Speaking of the last one on the list. Remember the story of the "Stay home" sticker and the like at the beginning of the pandemic: the sticker gave visible priority in the Stories feed, and everyone added it until it was no longer effective. Roughly the same thing happens on the "invisible front" of ranking posts and stories, only many individual attributes are taken into account.

The other day, you liked a wakeboard instructor's post. Instagram evaluates who else liked this and the instructor's other posts. Then it looks at what other accounts those people are interested in. Maybe they like wakeboarding or something close to it, too. After a while, you'll open the recommendations and see photos or videos of wakeboarding or saps there. And something else you weren't interested in, but the instructor's followers like it. In this way, Instagram tests the hypothesis and "learns" to be more interesting to you.

 

How to work with it

Above I used the metaphor of "Instagram is learning" for a reason. In all learning, systematicity is important. If you want your content to be properly learned, develop a systematic approach to presenting it.

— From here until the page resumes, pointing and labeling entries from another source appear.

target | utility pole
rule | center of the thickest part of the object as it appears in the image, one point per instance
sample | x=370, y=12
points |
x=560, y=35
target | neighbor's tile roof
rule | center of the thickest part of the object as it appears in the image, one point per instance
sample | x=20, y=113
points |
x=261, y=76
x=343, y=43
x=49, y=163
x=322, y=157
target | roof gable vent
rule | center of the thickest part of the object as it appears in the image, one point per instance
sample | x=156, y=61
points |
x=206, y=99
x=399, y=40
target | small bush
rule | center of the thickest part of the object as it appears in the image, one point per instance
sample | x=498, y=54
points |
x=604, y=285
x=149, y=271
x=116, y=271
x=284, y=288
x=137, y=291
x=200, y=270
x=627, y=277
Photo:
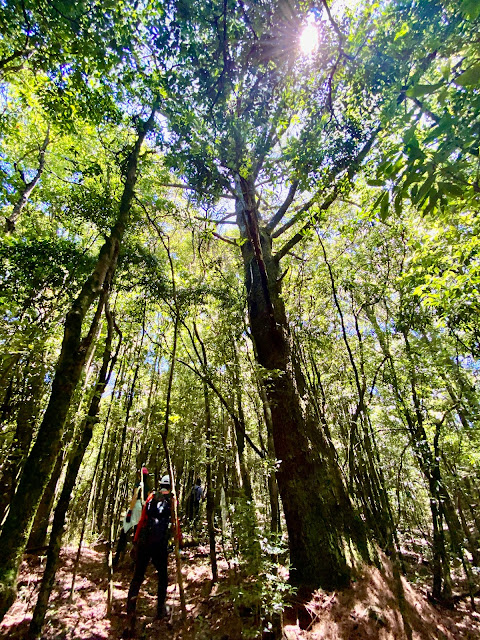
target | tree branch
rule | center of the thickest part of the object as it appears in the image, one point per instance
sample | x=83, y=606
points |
x=284, y=207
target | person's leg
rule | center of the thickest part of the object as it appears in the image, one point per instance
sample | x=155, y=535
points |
x=141, y=564
x=160, y=561
x=121, y=546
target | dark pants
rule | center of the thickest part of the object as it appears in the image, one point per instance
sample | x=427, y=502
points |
x=158, y=554
x=196, y=509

You don't want to drop your account for a few days and then come back with a ton of interesting news. Publishing posts every hour is not a good idea either. Instagram cannot show too many posts from the same user in a row. This can be clearly seen in the example of a long series of posts, when each successive post gets fewer views.

 

What we thought

Instagram content output is influenced by app usage scenarios and activity that users often unknowingly display. That's why we get "caught up" by uninteresting promotional posts, and there's nothing we can do about it.

 

What it really is

In reality, how users interact with others, how often they revisit stories, and like the direct mail posts, does matter. But there are several ways in which you can influence your output:

 

  • Generate a list of close friends - the option not only allows you to allocate a group of subscribers with whom you can share more personal content, but also affects the priority of content from close friends;
  • hide an uninteresting account - an alternative to the unsubscribe option, in which one user no longer sees updates from another;
  • mark recommended publications as uninteresting - promotional publications in the feed or popular publications in the recommendations can be hidden so that the network no longer shows this kind of thing.
  • Information hygiene is a social trend for 2021. It makes users of social networks more picky about the quality of content they consume, and Instagram is going along with it.

 

How to work with it

Perhaps the biggest recipe here is unique, high-quality content. Alas, window dressing and appeals like "Girls, get your nails done" don't work in 2021. Even if you put a lot of money into advertising. Quality photos, stylish layouts and informative texts are not a guarantee, but already a good insurance against the marker "not interested.

Another growth area is the personal brand. People are more willing to respond to commercial content if the owner of the business is open to communication and evokes sympathy.

 

What's real

Few people will remember now that stories was once called "the second Snapchat." Instagram is betting big on this section: continuing to test it and researching user reactions. The same rules apply to potentially inappropriate content in Reels as in other sections. It is known for a fact that the algorithm restricts the display of videos with low resolution, watermarks and political overtones. Otherwise it is a huge field for hypotheses and experiments.

 

How to work with it

Through Reels, you can interest users who prefer short viral videos. And although at the moment this tool is more unpredictable than understandable, it is worth the gamble. Already because it is a safe way to attract a large number of new subscribers to your account.